Whilst the priorities for public safety agencies have remained constant – safety, efficiency and effectiveness that offer the best outcomes for society – it is the challenges faced that Steinberg believes are transforming the potential for public safety communication. In particular, he identifies broadband as both a disruptive and enabling technology. 

“The first challenge is to consistently meet the demands of doing more with less,” Steinberg says. “Although that has never not been not the case, it is certainly more acute now because of the technology transformation that is going on, and this creates the second challenge – complexity. It used to be that public safety communication was based upon mission critical voice, and this served well for decades and is still very, very important.

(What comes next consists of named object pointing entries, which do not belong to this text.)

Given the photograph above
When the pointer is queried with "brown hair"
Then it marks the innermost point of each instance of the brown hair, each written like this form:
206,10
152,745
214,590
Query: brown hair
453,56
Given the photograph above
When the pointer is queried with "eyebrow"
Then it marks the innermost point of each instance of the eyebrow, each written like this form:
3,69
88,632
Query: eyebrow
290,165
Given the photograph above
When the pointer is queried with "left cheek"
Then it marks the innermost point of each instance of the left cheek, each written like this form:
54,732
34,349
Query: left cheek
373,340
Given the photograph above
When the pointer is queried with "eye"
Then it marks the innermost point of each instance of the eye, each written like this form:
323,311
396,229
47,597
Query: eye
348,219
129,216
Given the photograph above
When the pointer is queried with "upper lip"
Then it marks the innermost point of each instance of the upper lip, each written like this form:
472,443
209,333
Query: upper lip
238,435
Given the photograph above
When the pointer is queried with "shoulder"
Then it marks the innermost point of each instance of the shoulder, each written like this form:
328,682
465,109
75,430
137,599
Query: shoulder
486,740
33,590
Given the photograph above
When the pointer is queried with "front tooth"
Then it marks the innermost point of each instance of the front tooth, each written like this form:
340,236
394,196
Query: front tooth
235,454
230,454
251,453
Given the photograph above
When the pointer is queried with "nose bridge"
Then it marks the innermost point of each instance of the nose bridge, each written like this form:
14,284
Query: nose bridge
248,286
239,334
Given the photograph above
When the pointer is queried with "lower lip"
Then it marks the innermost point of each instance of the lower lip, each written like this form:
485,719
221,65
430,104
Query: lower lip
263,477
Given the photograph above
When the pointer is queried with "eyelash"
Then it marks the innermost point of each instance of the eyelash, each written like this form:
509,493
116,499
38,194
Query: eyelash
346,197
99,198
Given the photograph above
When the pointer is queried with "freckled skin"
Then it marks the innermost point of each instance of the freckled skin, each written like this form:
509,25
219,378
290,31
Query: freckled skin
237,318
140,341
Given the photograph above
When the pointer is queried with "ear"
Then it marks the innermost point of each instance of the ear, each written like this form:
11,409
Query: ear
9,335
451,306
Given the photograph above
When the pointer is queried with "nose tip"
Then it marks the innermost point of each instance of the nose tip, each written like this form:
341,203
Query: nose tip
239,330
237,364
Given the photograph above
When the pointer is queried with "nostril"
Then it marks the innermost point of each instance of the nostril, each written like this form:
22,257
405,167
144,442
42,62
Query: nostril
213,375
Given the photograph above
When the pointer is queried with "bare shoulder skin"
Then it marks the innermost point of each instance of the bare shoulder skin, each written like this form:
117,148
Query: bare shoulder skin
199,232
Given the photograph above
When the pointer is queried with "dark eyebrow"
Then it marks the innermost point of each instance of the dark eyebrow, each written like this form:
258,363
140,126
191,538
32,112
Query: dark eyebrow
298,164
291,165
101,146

However with the advent of broadband data and the complexities associated with applications, including security and all the data that is involved, this is posing a big challenge for agencies and officers alike in terms of how they control this kind of complexity.”

Steinberg continues: “In terms of technology, the public safety community can’t just use commercial technology in a standard way for everything that they do. First and foremost, there is a mission critical standard for performance and reliability and there are also privacy laws that have to be adhered to and agents have to maintain the integrity of data and the custody of evidence.”

In response Motorola launched the world´s first mission-critical imaging solution for frontline officers in March 2013 – a combination of the MTP6750 TETRA handheld radio (left) featuring an integrated five-megapixel camera and the Photograph and Intelligence Communications System (PICS) image management solution. As Steinberg explains, it is not just the integration of the camera, which makes it interesting; it is also the ability to manage the stored images with watermarking and assured coding to make sure the images are not tampered and the proof of this. Through PICS, images captured on the MTP6750 can be managed, authenticated and shared within a public safety organisation´s existing workflows, enabling verification of captured images at any point and reducing the chance of evidence being deemed unusable in a prosecution.

“It is the management of the data that is important,” Steinberg stresses.